Константин любовно погладил стенку:

– Комар носа не подточит.

Карченко сам погладил то место, над которым трудился Костя. Маленькая дырочка. Рядом на диване лежал декоративный светильник, который по замыслу умельца должен был прикрыть отверстие для ввода оптико-волоконного привода от камеры до объектива.

– О насекомых… Что тоньше комариного члена? – спросил веселый техник.

– Волос? – предположил Валерий.

Наедине он позволял себе такие разговоры с подчиненными.

Больше того, поощрял. Мог смачно выругаться и послать к такой-то матери. Это создавало у подчиненных иллюзию посвященности. Дескать, вот их грозный начальник – и тоже не лишен человеческого. Кто и когда привил нашим людям такое извращенное понятие о человечности, сейчас сказать трудно. Но факт остается фактом, и ни один Карнеги еще не дал этому сколько-нибудь внятного научного объяснения.

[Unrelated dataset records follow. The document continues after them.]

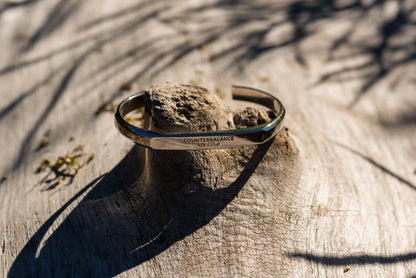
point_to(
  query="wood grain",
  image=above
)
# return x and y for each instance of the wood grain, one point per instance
(343, 69)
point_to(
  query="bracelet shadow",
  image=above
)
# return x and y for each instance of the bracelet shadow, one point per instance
(122, 223)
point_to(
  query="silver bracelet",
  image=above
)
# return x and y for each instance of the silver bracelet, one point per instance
(209, 140)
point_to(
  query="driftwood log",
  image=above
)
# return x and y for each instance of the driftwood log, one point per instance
(333, 196)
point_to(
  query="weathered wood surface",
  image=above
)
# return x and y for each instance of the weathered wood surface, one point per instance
(343, 69)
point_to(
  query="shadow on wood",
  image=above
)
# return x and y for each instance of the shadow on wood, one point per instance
(122, 223)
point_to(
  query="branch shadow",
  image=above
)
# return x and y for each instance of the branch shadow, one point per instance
(141, 221)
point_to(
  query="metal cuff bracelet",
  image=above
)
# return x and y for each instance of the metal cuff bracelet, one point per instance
(210, 140)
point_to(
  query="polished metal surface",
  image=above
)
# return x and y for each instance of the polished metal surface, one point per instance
(210, 140)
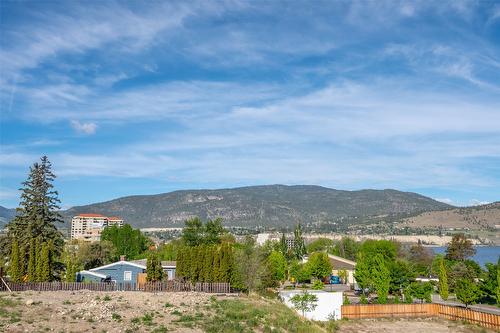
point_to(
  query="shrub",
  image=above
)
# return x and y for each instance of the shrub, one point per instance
(318, 285)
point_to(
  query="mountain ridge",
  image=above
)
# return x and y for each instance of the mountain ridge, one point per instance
(262, 205)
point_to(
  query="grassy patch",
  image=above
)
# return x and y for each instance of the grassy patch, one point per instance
(254, 314)
(8, 311)
(147, 319)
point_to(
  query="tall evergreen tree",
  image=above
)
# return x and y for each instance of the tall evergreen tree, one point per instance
(381, 276)
(39, 259)
(443, 280)
(32, 261)
(14, 263)
(22, 262)
(283, 245)
(45, 265)
(299, 247)
(153, 268)
(498, 282)
(38, 211)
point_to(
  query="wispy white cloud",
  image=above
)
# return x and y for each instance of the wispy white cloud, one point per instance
(476, 202)
(85, 128)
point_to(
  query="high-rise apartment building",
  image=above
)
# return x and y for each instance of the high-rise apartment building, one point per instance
(88, 227)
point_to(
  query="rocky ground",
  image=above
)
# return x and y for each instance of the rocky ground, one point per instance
(406, 325)
(86, 311)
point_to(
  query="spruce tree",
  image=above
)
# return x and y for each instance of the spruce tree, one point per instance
(38, 211)
(283, 245)
(498, 282)
(39, 259)
(22, 262)
(209, 261)
(32, 261)
(299, 247)
(71, 269)
(153, 268)
(216, 264)
(443, 280)
(14, 263)
(45, 265)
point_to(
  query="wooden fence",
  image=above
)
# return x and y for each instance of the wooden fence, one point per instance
(167, 286)
(386, 310)
(488, 320)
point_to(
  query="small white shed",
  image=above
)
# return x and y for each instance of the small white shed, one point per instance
(328, 306)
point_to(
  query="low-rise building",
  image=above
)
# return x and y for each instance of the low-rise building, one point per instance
(133, 271)
(88, 227)
(339, 264)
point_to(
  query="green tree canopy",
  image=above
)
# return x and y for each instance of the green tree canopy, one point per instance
(321, 244)
(38, 211)
(154, 270)
(421, 291)
(277, 266)
(196, 233)
(443, 280)
(319, 265)
(467, 291)
(381, 277)
(127, 241)
(299, 247)
(459, 248)
(304, 302)
(347, 248)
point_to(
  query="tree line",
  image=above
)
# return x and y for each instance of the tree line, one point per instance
(35, 248)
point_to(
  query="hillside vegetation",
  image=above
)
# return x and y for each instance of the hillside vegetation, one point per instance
(485, 217)
(268, 206)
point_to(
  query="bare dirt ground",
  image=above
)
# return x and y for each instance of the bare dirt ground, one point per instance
(127, 312)
(407, 325)
(85, 311)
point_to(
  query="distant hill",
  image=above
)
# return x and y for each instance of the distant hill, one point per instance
(268, 206)
(474, 218)
(6, 214)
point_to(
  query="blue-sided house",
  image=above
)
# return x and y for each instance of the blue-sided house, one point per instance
(123, 271)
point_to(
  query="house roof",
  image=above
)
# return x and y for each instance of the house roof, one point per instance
(102, 276)
(341, 263)
(164, 264)
(90, 215)
(121, 262)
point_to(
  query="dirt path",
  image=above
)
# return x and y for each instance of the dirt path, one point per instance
(405, 325)
(85, 311)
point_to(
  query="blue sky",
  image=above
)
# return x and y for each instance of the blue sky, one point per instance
(148, 97)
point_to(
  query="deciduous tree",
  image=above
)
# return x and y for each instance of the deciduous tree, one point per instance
(467, 292)
(443, 280)
(15, 262)
(319, 265)
(459, 248)
(304, 302)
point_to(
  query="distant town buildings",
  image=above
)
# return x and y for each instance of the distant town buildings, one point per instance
(88, 227)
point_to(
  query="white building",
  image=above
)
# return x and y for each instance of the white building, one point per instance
(88, 227)
(328, 306)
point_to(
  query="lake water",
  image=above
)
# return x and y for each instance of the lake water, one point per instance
(483, 254)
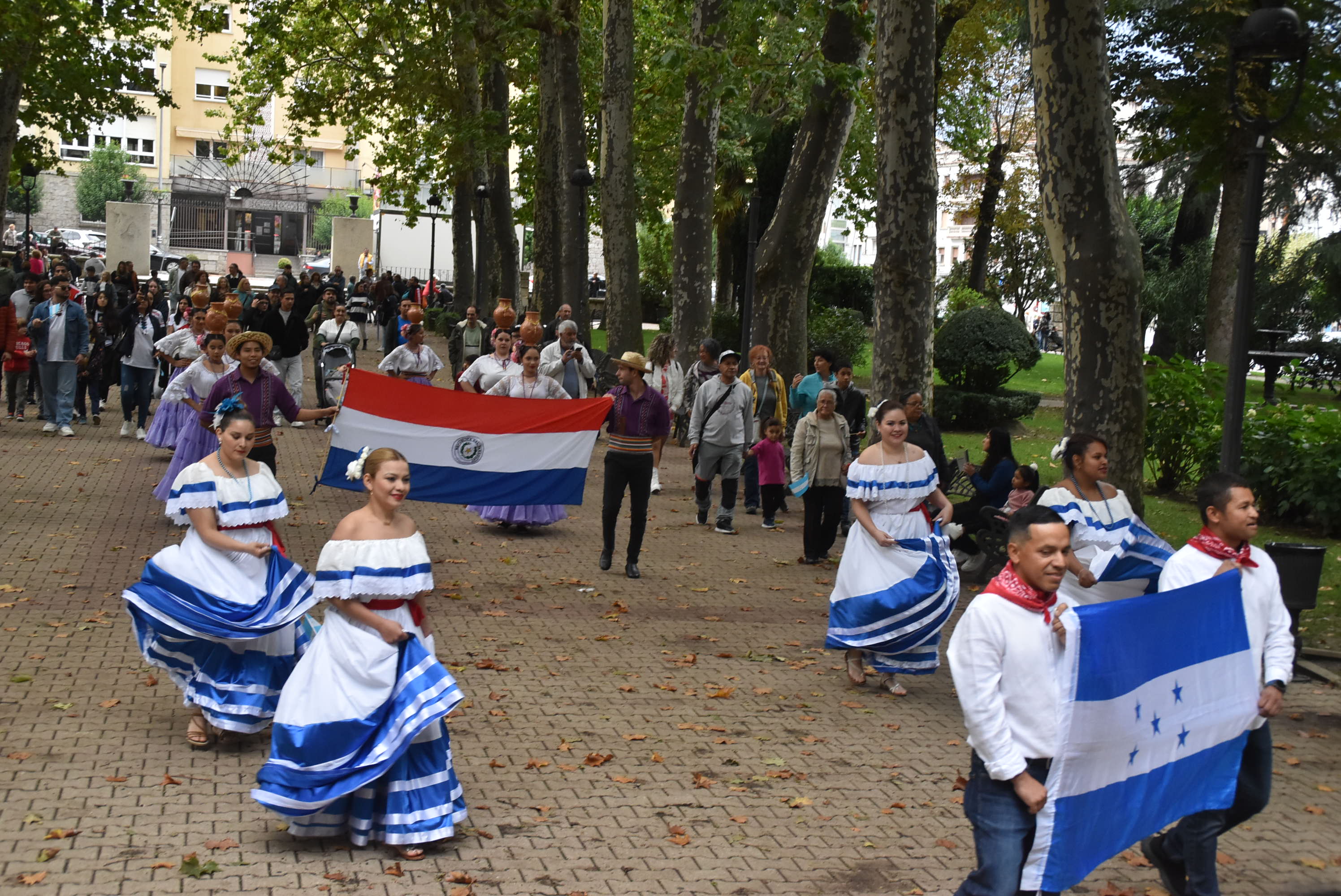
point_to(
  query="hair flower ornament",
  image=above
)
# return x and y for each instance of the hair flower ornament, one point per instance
(231, 403)
(356, 467)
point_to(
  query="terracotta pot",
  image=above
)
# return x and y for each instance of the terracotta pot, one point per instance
(215, 319)
(505, 316)
(532, 331)
(233, 308)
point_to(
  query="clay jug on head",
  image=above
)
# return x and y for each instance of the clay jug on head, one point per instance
(505, 316)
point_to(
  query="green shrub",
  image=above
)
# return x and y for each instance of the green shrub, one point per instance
(982, 348)
(1183, 422)
(841, 331)
(963, 409)
(1289, 455)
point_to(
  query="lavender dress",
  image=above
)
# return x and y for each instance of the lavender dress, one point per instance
(176, 418)
(517, 387)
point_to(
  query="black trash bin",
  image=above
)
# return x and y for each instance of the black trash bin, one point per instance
(1301, 572)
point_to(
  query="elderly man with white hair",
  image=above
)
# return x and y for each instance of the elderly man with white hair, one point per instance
(568, 361)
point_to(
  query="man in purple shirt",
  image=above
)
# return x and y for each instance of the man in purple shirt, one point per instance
(259, 389)
(639, 418)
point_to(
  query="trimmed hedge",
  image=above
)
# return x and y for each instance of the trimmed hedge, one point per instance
(977, 411)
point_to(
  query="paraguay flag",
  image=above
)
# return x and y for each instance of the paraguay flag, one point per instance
(1158, 697)
(468, 448)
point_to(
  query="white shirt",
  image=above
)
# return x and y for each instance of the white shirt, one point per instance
(1263, 608)
(487, 369)
(57, 332)
(552, 364)
(1002, 659)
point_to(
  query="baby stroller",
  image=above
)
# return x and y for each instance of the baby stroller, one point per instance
(330, 375)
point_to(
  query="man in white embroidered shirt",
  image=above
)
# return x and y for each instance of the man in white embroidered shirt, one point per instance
(1186, 855)
(1002, 656)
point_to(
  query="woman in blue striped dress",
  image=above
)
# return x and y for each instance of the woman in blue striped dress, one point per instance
(222, 613)
(360, 746)
(898, 582)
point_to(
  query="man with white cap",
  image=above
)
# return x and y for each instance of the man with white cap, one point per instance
(721, 427)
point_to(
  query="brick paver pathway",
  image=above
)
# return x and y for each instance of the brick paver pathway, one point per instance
(682, 734)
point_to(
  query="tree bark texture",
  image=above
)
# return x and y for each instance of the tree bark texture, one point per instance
(993, 180)
(691, 242)
(573, 218)
(906, 198)
(619, 190)
(501, 190)
(1225, 258)
(787, 249)
(549, 185)
(1093, 243)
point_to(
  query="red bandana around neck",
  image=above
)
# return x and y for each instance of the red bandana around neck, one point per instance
(1017, 590)
(1209, 543)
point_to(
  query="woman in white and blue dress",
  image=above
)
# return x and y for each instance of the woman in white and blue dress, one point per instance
(179, 349)
(1113, 553)
(360, 746)
(898, 582)
(222, 613)
(529, 384)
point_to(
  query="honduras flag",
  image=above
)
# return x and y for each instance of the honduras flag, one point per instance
(468, 448)
(1158, 697)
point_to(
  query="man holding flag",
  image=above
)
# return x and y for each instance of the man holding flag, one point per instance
(1186, 855)
(1002, 658)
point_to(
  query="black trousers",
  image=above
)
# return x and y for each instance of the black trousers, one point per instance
(625, 470)
(264, 454)
(824, 512)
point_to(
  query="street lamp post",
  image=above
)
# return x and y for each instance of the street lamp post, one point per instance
(1269, 35)
(482, 194)
(435, 203)
(29, 180)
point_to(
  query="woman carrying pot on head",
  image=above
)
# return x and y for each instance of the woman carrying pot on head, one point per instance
(898, 582)
(529, 384)
(1113, 553)
(412, 361)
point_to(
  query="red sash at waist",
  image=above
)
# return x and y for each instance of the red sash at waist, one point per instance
(391, 604)
(277, 543)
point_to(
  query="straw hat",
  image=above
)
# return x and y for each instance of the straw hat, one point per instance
(633, 360)
(250, 336)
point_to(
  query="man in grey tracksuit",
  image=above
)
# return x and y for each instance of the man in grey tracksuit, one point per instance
(721, 427)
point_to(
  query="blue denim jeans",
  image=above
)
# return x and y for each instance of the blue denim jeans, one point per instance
(1194, 840)
(58, 391)
(1004, 831)
(137, 389)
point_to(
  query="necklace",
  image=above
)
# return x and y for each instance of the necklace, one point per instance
(219, 455)
(1100, 487)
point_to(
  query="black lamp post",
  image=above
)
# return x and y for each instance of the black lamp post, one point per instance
(482, 194)
(435, 203)
(1270, 35)
(29, 180)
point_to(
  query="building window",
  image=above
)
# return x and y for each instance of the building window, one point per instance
(211, 149)
(212, 85)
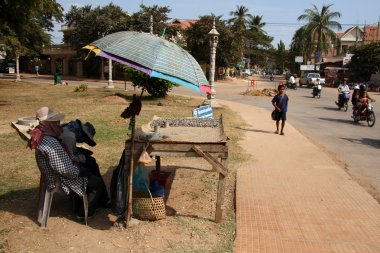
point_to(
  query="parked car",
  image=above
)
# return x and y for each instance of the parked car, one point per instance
(246, 72)
(309, 79)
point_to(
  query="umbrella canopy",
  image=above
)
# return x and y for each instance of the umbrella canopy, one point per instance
(154, 56)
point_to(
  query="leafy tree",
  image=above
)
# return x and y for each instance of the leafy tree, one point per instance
(320, 25)
(91, 24)
(156, 87)
(366, 61)
(258, 42)
(24, 25)
(140, 21)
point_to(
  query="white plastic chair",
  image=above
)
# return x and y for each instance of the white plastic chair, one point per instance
(46, 198)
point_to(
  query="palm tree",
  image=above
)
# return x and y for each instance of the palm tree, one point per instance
(239, 26)
(320, 25)
(255, 24)
(302, 44)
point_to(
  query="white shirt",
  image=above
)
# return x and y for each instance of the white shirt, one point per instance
(343, 88)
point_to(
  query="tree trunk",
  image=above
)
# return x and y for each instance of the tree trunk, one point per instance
(18, 78)
(102, 69)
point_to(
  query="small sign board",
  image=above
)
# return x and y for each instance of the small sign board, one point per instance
(11, 70)
(299, 59)
(307, 67)
(346, 60)
(203, 112)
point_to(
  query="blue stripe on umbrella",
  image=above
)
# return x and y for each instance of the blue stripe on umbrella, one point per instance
(149, 72)
(175, 80)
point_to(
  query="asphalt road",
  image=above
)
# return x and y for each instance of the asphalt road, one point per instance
(354, 144)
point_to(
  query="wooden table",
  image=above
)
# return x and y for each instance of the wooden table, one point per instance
(215, 153)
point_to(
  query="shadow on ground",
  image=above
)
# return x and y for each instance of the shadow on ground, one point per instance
(255, 130)
(364, 141)
(346, 121)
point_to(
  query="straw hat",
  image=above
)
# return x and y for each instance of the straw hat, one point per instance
(45, 113)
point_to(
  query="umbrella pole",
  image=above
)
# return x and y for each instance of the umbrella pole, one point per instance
(131, 165)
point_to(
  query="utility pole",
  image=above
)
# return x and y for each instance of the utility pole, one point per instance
(151, 24)
(378, 28)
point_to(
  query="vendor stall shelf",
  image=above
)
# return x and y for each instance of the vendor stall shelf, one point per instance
(187, 137)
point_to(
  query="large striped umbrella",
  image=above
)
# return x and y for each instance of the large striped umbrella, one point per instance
(154, 56)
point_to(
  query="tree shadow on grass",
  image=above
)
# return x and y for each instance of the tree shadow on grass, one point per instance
(25, 203)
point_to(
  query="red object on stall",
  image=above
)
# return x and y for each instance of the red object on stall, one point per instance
(162, 177)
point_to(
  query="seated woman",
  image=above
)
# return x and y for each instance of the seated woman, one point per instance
(54, 160)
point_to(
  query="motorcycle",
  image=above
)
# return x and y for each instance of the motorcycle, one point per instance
(366, 113)
(317, 90)
(291, 85)
(343, 101)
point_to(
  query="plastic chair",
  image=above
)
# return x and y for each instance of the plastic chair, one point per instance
(46, 198)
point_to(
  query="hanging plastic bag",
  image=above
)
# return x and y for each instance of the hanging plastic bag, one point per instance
(140, 178)
(145, 157)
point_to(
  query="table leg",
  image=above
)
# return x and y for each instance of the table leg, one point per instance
(158, 163)
(221, 191)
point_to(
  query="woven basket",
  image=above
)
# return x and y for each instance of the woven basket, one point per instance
(147, 207)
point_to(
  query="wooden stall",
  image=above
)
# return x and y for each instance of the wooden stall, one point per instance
(202, 138)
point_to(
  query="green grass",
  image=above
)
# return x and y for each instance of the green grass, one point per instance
(19, 175)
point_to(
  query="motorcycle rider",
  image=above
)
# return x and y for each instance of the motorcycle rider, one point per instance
(360, 98)
(292, 80)
(355, 94)
(317, 87)
(342, 89)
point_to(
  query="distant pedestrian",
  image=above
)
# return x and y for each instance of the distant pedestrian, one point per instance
(280, 103)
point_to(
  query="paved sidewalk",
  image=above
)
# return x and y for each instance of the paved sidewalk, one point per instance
(294, 198)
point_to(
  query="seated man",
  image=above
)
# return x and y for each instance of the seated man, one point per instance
(75, 132)
(54, 160)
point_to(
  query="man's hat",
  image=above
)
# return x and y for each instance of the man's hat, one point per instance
(45, 113)
(89, 131)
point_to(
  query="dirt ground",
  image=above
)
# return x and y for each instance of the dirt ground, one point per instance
(189, 226)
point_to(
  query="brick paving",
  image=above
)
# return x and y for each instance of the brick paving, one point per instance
(294, 198)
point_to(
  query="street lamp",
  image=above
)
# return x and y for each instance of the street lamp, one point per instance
(214, 38)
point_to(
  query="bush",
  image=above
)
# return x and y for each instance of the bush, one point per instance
(81, 88)
(157, 88)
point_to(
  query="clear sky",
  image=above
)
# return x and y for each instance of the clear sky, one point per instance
(280, 15)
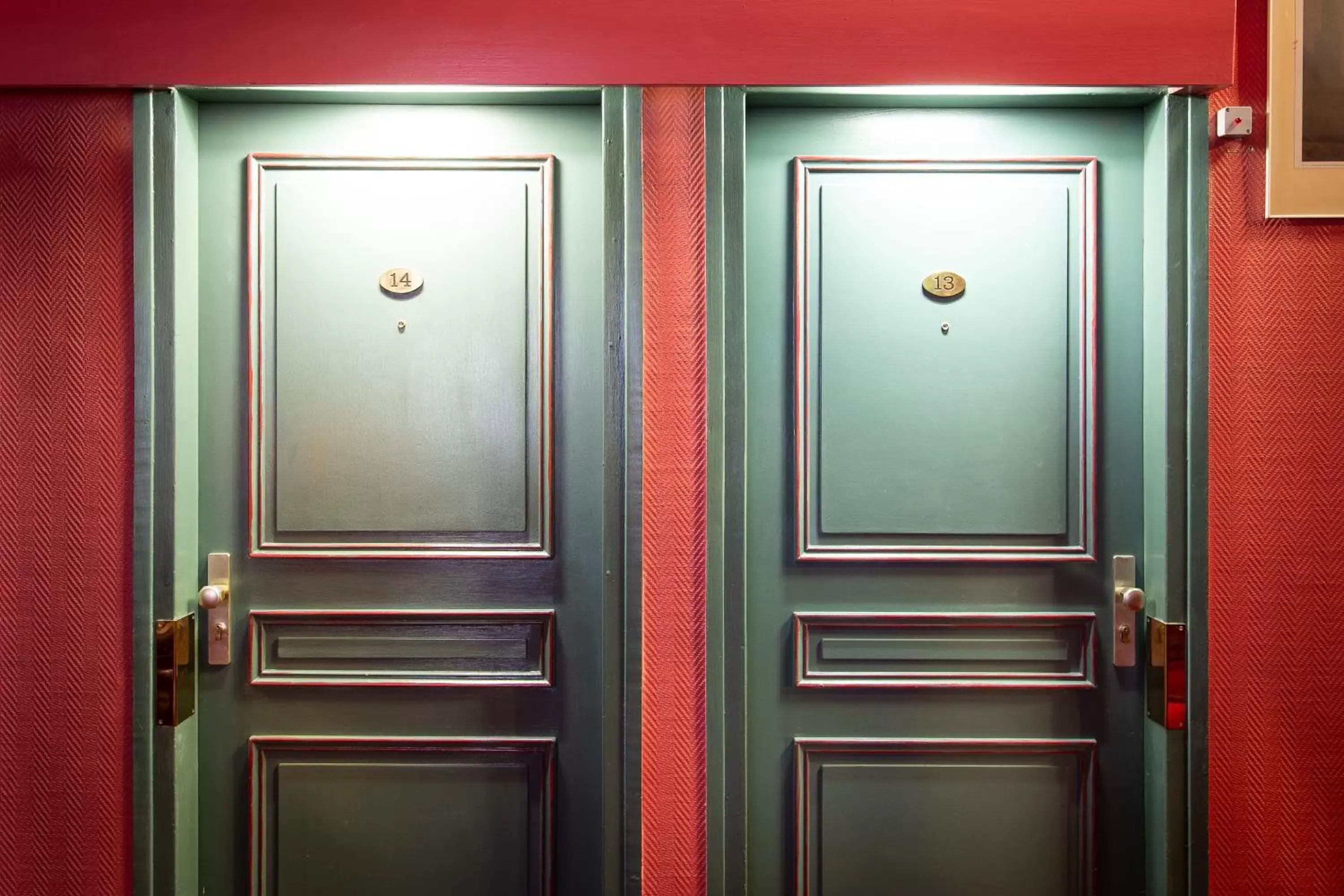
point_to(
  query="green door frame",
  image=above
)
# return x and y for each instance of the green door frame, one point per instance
(166, 556)
(1175, 445)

– Струя! – победно провозгласил техник. – Струя из него.

– Ладно, мудрец, давай заканчивай. И чтобы – ни гугу.

Карченко оставил Костю доделывать начатое, а сам, прихватив кейс, спустился по служебной лестнице во внутренний двор, где стояла машина. Перед тем как сесть за руль, он посмотрел на сверкающие стекла отеля. Не шевельнется ли где занавеска? Все было тихо. Отель жил своей налаженной жизнью, и внешне никаких проблем не наблюдалось. Он выглядел бастионом порядочности, хороших манер и богатства. Но Карченко знал, что внутри этого респектабельного организма с самого его рождения была заложена куколка паразита. Неумолимо отсчитывалось время, когда младенец начнет просыпаться. Уже сейчас за тонкой хитиновой оболочкой шли процессы, которые он в одиночку остановить не мог. Впрочем, в его планы это и не входило. Наоборот, нужно было подождать удобного момента, когда процесс станет необратимым, и либо приручить куколку, создав соответствующий температурный режим, либо раздавить.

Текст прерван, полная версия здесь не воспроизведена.